JAKARTA – Indonesia Corruption Watch (ICW) angkat bicara usai Mahkamah Agung (MA) membatalkan regulasi KPU RI terkait syarat mantan terpidana, termasuk koruptor, menjadi calon anggota legislatif (caleg) Pemilu 2024.
Atas hasil putusan tersebut, ICW menilai, putusan tersebut membuktikan bahwa KPU RI keliru dan bobrok dalam membuat aturan.
“Putusan MA ini menggambarkan secara jelas dan terang benderang betapa bobroknya penyelenggara pemilu dalam menyusun aturan mengenai pencalonan anggota legislatif,” ujar Kurnia Ramadhana selaku peneliti ICW lewat siaran persnya, dikutip Senin (2/10/2023).
Menurut Kyrnia, putusan MA tersebut membuktikan bahwa KPU keliru dalam membuat regulasi yang memudahkan eks terpidana menjadi caleg itu. Ini juga membuktikan bahwa alasan KPU membuat aturan tersebut selama ini salah dan keliru, bahkan mengada-ada.
MA membacakan putusan atas permohonan uji materi dengan nomor perkara 28 P/HUM/2023 itu pada Jumat (29/9/2023). Permohonan tersebut diajukan oleh ICW, Perkumpulan untuk Pemilu dan Demokrasi (Perludem), dan dua mantan pimpinan KPK, yakni Abraham Samad dan Saut Situmorang. Termohon adalah KPU RI.

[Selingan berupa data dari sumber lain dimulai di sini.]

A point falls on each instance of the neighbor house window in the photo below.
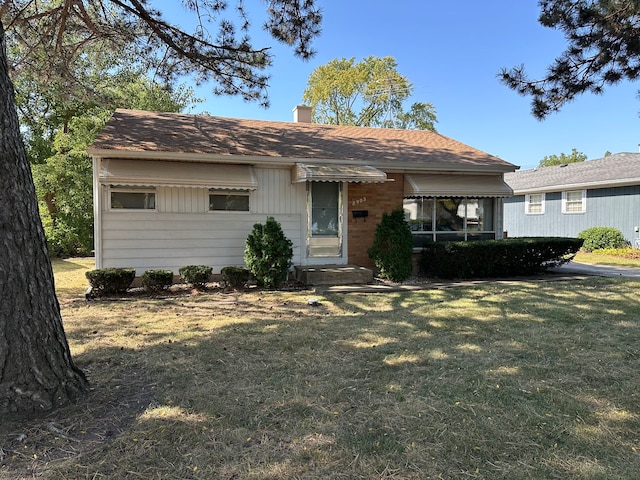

Sebelumnya, ICW dkk. menggugat Pasal 11 ayat 6 Peraturan KPU (PKPU) Nomor 10 Tahun 2023 tentang Pencalonan Anggota DPR dan DPRD, serta Pasal 18 ayat 2 PKPU Nomor 11 Tahun 2023 tentang Pencalonan Anggota DPD. Kedua pasal serupa itu menyatakan bahwa mantan terpidana, termasuk mantan terpidana kasus korupsi, yang mendapatkan hukuman pencabutan hak politik tidak perlu melewati masa tunggu 5 tahun sejak bebas untuk bisa mencalonkan diri. Mereka boleh nyalon apabila sudah selesai menjalankan hukuman pencabutan hak politik.

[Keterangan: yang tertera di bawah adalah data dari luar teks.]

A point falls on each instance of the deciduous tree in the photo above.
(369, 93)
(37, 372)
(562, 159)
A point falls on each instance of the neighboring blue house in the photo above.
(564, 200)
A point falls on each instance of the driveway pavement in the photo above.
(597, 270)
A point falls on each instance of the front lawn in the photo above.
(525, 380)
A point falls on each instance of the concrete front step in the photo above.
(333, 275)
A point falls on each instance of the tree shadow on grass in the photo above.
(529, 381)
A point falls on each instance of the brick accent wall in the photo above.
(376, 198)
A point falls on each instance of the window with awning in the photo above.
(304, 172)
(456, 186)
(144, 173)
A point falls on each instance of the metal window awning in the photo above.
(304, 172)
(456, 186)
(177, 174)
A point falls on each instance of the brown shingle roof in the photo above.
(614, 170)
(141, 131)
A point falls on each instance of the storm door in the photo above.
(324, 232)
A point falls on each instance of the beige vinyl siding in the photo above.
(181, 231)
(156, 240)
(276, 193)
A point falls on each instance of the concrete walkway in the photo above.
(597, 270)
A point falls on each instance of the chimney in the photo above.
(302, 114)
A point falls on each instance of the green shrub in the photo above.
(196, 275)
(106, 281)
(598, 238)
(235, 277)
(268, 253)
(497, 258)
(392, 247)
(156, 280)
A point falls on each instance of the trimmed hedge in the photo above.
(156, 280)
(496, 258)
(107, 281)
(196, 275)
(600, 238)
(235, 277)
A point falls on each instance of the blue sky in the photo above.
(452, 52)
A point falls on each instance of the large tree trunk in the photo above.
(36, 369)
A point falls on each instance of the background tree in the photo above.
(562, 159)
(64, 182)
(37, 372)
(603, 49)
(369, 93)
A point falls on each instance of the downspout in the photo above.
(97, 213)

ICW dkk menguji kedua pasal tersebut dengan Putusan Mahkamah Konstitusi (MK) Nomor 87/PUU-XX/2022 dan 12/PUU-XXI/2023. Kedua putusan dengan amar serupa itu menyatakan bahwa eks terpidana, termasuk eks terpidana kasus korupsi, dengan ancaman lima tahun atau lebih baru boleh menjadi caleg atau calon anggota DPD setelah melewati masa tunggu 5 tahun sejak bebas murni.
Mereka menilai, pasal pengecualian bagi eks terpidana yang mendapatkan pencabutan hak politik itu bertentangan dengan dua putusan MK tersebut. Pasal pengecualian itu dinilai pula mempermudah eks koruptor menjadi caleg.
MA dalam putusannya mengabulkan gugatan ICW dkk. MA menyatakan dua pasal dalam PKPU tersebut bertentangan dengan UU Pemilu dan putusan MK. MA menyatakan kedua pasal tersebut tidak mempunyai kekuatan hukum mengikat dan memerintahkan KPU mencabutnya.
Peneliti ICW Kurnia melanjutkan, putusan MA ini semakin menguatkan sangkaan masyarakat bahwa aturan internal KPU memang benar-benar merugikan masyarakat dan hanya menguntungkan mantan terpidana korupsi. Sebab, hak dasar masyarakat untuk mendapatkan calon berintegritas dirampas oleh KPU.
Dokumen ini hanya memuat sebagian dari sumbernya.